En la sociedad de la causa fácil y el victimismo doliente, los jóvenes educandos saben quién es Ibai Llanos, pero no Francisco Pizarro
Felipe II desistió de tener hagiógrafos por convicción. Hoy son requeridos ante los embates de una leyenda negra que hemos asumido más internamente que fuera. Necesitamos recuperar el orgullo nacional que otros países tienen respecto a su pasado. Es una obligación moral conmemorar las acciones de personajes históricos que llevaron el nombre de España por los confines oceánicos. En la sociedad de la causa fácil y el victimismo doliente, los jóvenes educandos saben quién es Ibai Llanos, pero no Francisco Pizarro, Bernal Díaz del Castillo, Isabel la Católica, Pedro de Alvarado o más al norte continental, Bernardo de Gálvez o fray Junípero Serra. Y sin conocimiento no hay enseñanza posible. Es el triunfo del independentismo celaá.
Por ello, es imprescindible reclamar, desde las instituciones, academias, parlamentos, textos y tribunas mediáticas, el legado de aquellos que construyeron el mundo en una parte de él.

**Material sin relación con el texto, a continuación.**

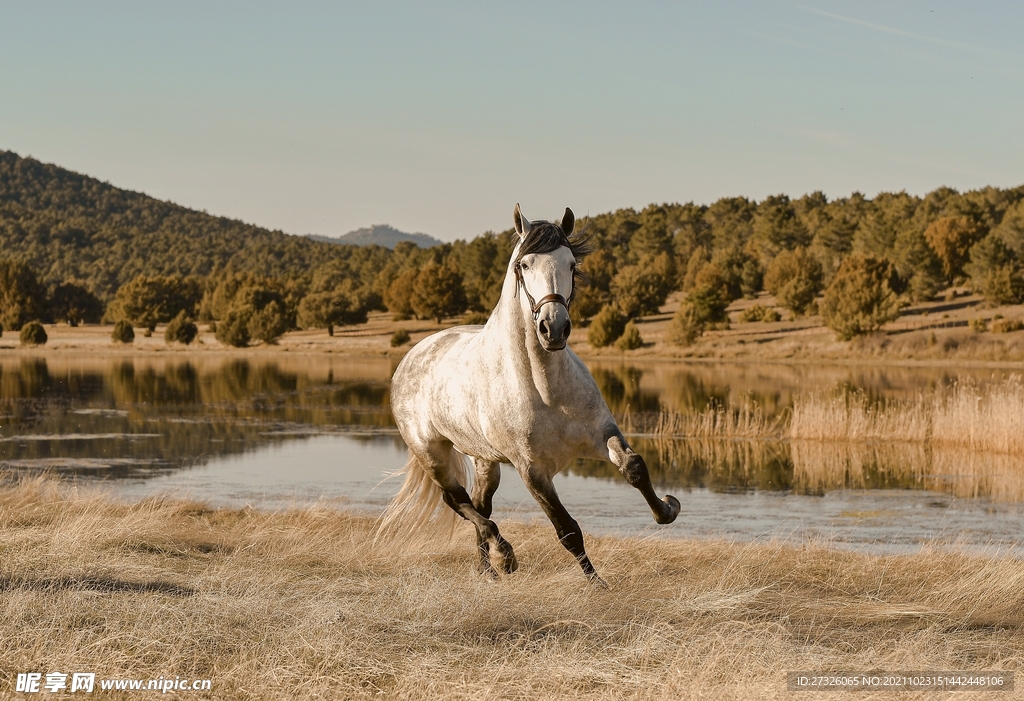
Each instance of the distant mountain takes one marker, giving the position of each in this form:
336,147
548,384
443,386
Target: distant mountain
71,227
379,234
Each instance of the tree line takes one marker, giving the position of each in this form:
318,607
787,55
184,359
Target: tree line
80,250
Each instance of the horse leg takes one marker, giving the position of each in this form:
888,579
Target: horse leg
486,476
456,496
566,528
634,470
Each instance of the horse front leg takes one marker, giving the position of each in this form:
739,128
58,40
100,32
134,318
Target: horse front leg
635,471
569,534
486,476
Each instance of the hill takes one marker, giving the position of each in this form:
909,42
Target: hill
71,227
380,234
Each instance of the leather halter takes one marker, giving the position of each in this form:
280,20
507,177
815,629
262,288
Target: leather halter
536,306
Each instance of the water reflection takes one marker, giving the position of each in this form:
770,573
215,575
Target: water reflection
134,418
129,419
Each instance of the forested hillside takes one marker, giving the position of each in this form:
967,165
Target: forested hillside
71,227
76,249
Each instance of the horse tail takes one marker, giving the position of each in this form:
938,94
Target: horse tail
418,508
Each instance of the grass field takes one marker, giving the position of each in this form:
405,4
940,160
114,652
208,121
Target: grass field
300,604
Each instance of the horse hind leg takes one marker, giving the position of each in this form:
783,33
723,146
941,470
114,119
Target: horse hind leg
486,476
566,528
456,496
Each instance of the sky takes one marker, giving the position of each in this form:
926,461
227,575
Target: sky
439,117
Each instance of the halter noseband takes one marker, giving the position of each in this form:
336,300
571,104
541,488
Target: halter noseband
536,306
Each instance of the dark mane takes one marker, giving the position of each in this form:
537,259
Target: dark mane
545,236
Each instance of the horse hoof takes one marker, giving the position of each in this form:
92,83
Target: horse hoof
509,563
669,514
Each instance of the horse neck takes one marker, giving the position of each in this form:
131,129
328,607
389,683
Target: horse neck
514,340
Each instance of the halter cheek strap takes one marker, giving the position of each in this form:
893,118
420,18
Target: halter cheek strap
536,306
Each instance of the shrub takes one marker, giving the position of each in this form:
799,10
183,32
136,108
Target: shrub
437,293
123,333
995,271
233,329
342,306
22,296
475,318
685,326
74,304
755,313
709,304
33,334
951,238
146,301
795,277
1007,325
397,297
181,330
860,298
269,323
631,339
606,326
642,289
760,313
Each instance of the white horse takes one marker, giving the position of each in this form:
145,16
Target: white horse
510,391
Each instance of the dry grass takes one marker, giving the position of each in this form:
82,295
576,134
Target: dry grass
301,605
963,415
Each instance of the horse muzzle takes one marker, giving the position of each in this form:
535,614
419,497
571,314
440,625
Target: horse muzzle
553,329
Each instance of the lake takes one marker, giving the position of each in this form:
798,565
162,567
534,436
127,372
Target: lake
301,429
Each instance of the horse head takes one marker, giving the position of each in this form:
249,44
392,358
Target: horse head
545,267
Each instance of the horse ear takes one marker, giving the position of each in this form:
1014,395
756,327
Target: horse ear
522,224
568,221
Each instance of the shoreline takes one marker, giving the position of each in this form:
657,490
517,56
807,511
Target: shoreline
937,334
339,349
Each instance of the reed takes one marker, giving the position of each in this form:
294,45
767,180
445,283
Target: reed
300,604
745,421
965,414
962,415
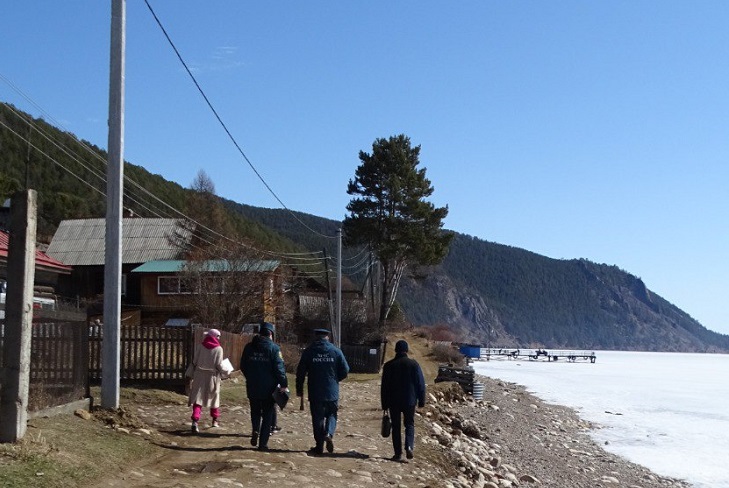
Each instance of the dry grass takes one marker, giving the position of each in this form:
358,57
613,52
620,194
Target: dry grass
66,453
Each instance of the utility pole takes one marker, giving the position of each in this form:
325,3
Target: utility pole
339,287
19,316
114,192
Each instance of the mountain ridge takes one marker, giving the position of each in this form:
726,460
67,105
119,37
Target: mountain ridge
487,293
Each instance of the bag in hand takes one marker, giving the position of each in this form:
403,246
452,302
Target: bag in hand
386,425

Y hacerlo sin complejos ni vergüenzas. Enseñando lo que pasó, lo que debió mantenerse y lo que se pudo evitar, subrayando que los acontecimientos históricos deben leerse según el contexto en el que se produjeron y no actualizándolos a nuestros prejuicios ideológicos y cuitas morales. Si ahora se ponen las bases para impulsar una Ley de Educación que dure varias décadas y contemple a sus correspondientes generaciones, si desistimos además de subvencionar a los satélites de la siniestra Memoria Histórica, que ni es histórica ni es democrática, y la sustituimos por otra que, que con afán riguroso y de concordia, reconozca a las víctimas de toda corte y condición, si en definitiva, empezamos por respetarnos a nosotros mismos, nuestros hijos escucharán la Historia que a sus padres contaron y no los cuentos que les impone el Estado.